Synthetic Task Performance:
- On synthetic sequence duplication tasks, linear Transformers demonstrated stable convergence and achieved loss values comparable to traditional softmax-based Transformers.
Image Generation:
- For datasets like MNIST and CIFAR-10, linear Transformers exhibited competitive bits-per-dimension metrics while generating images multiple orders of magnitude faster than traditional models. For instance, linear Transformers generated CIFAR-10 images 4452x faster than softmax Transformers without sacrificing performance quality.
Automatic Speech Recognition (ASR):
- In ASR tasks on the WSJ dataset, the linear Transformer not only outperformed traditional bi-directional LSTMs and Reformer models in terms of phoneme error rates but also trained faster, indicating practical advantages in both performance and efficiency.

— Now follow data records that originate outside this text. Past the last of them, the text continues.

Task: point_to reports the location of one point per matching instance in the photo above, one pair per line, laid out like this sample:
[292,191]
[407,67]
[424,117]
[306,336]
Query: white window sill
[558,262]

Implications and Future Directions

The reduced complexity and enhanced speed of linear Transformers open new avenues for deploying Transformer models in practical scenarios where sequence lengths are extensive, such as natural language processing, real-time video processing, and high-resolution image generation. Additionally, this work prompts further investigation into the choice of kernel feature maps and their impact on model performance.

Conclusion

This paper provides substantial advancements in the efficiency of Transformer models through the introduction of linear self-attention mechanisms. By demonstrating the feasibility of RNN-like fast autoregressive Transformers, the authors successfully bridge a crucial gap in making these models more practical for large-scale and real-world applications. Future work can explore more sophisticated kernel approximations and further refine the relationship between RNNs and Transformers to unlock even greater efficiencies.